Elles y étaient presque. Encore cinq marches. Puis quatre. Puis trois.

— STOP ! tonna une voix forte derrière elles.

Klytemnestre fut si surprise qu’elle trébucha sur la marche suivante et ne parvint à se rattraper qu’avec difficulté. Elle demeura immobile, s’agrippant à son panier et fixant le sol. Elle avait peur de se retourner, de voir le visage de celui qui se trouvait en haut de l’escalier.

Elle entendait les halètements terrifiés de Leukippe près d’elle, qui se transformèrent en gémissements lorsqu’elle se mit à pleurer. Puis elle entendit derrière elle des pas lourds résonner de plus en plus fort de marche en marche. Ils s’arrêtèrent enfin et elle sut qu’il était là. Elle se prépara. Elle était reine désormais, et non plus une petite fille. Elle ne devait pas éprouver de peur. Elle se retourna pour l’affronter, levant le menton pour lui montrer qu’elle ne le craignait pas. Et son regard croisa le sien…

Bang.

Sa main la heurta si violemment qu’elle tomba, lâchant le panier qui roula sur les dernières marches jusqu’aux pavés en contrebas. Un goût de sang remplit sa bouche et elle ressentit une douleur fulgurante au visage.

Elle n’avait jamais été frappée. Elle avait vu des esclaves battus à de nombreuses reprises, mais n’avait quant à elle jamais reçu de coup violent. Maintenant, elle savait à quel point cela était douloureux, mais le pire était l’humiliation éprouvée. Elle sentait les regards sur elle, alors qu’elle gisait sur le sol, une main posée sur le visage. Comme elle devait avoir l’air pathétique et faible…

Une fois que le choc initial causé par la douleur se fut atténué, elle posa ses mains tremblantes sur le sol et se releva, vacillant légèrement lorsqu’elle se redressa, et fit face à son époux.

Les sourcils sombres de celui-ci évoquaient des nuages orageux surplombant les éclairs lancés par ses yeux. Sa barbe épaisse frémissait de rage. Leukippe se tenait près de lui, silencieuse, tête baissée. Agamemnon enserrait son poignet d’une main puissante.

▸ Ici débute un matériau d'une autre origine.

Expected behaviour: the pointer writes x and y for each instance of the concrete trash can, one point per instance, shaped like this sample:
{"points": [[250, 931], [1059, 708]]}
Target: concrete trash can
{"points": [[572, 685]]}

— Pensais-tu que je ne l’apprendrais pas ? gronda-t-il, sa voix grave chargée de colère. Stupide femme ! Même si tu étais parvenue à te débarrasser d’elle, crois-tu que je n’aurais pas compris que tu y étais pour quelque chose ? Espèce de chienne jalouse !

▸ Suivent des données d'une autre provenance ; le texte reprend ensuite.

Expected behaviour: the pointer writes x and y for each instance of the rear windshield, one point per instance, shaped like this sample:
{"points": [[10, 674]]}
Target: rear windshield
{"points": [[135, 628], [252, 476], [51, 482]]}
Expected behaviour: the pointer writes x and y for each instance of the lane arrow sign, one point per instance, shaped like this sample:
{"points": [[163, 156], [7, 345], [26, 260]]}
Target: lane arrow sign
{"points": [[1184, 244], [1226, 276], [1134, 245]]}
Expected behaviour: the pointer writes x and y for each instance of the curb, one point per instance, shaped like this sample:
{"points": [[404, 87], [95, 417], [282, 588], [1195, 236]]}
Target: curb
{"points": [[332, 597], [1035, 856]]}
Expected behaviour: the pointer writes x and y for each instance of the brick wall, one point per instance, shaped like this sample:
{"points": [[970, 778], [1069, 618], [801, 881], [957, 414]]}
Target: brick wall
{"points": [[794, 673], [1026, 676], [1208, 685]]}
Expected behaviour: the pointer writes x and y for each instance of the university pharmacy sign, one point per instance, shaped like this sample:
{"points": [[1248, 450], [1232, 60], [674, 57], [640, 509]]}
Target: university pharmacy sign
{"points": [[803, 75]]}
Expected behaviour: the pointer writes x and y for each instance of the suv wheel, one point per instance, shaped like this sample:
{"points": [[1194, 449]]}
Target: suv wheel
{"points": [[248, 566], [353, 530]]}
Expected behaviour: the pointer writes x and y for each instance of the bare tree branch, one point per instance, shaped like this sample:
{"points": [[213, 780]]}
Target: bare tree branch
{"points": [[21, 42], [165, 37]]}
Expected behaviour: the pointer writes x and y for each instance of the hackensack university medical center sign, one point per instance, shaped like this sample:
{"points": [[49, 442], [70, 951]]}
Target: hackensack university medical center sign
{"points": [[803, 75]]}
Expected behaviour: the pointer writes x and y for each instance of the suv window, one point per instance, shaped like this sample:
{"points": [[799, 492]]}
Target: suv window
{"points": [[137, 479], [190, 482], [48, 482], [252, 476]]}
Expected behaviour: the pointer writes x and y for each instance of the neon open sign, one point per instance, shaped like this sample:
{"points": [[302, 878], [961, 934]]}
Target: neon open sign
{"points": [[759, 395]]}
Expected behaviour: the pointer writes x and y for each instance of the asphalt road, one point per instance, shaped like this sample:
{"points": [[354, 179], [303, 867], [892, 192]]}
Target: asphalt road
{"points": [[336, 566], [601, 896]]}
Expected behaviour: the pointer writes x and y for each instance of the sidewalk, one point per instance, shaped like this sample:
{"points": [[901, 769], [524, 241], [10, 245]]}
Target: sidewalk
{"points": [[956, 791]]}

Ces mots la heurtèrent comme si elle avait pris un autre coup dans le visage. Mais elle se dit qu’ils ne lui étaient pas réellement adressés. Elle pouvait voir certains convives de son époux assemblés au sommet de l’escalier, assistant à la scène, et entendre d’autres hommes se déplacer derrière elle – des habitants de la citadelle venus voir ce qui se passait. Elle l’avait défié, avait sapé son autorité, ici, dans son propre palais, pendant que ses hommes festoyaient. Elle savait qu’il ne pouvait le tolérer. Il devait la blâmer, lui rappeler quel était son rôle.

Le moment n’était pas venu de faire preuve de fierté. Elle savait comment agir. Elle grimpa les quelques marches qui la séparaient de son époux et s’agenouilla à ses pieds.

— Je regrette, mon seigneur, dit-elle, s’efforçant d’affermir sa voix qui tremblait, afin que ceux qui étaient présents l’entendent. Je t’ai trahi et je te prie de me pardonner. Cela ne se produira plus.

Puis elle lui embrassa les pieds, ce qui amplifia la douleur de sa lèvre fendue.

Il demeura silencieux un instant, sans doute surpris par son geste, et se demandant comment réagir.

— Lève-toi ! finit-il par aboyer, en reculant.

Il remonta les marches, en tirant Leukippe derrière lui, et Klytemnestre le suivit, tête baissée, une expression de remords sur son visage douloureux.

Elle espérait avoir agi de manière à éviter d’autres réactions violentes à l’encontre de Leukippe ou d’elle-même. Tout en avançant, elle priait silencieusement pour que le rôle d’Eudora soit passé inaperçu.

Une lueur d’espoir la traversa lorsqu’ils franchirent la porte du palais : Agamemnon pensait qu’elle avait agi par jalousie, qu’elle souhaitait simplement se débarrasser d’une rivale. Il n’avait pas évoqué Kalchas, ni le rôle que celui-ci avait joué. Le prêtre aurait risqué la disgrâce ou un châtiment corporel pour avoir comploté contre le roi, mais il apparaissait désormais à l’abri des représailles. Cela était positif.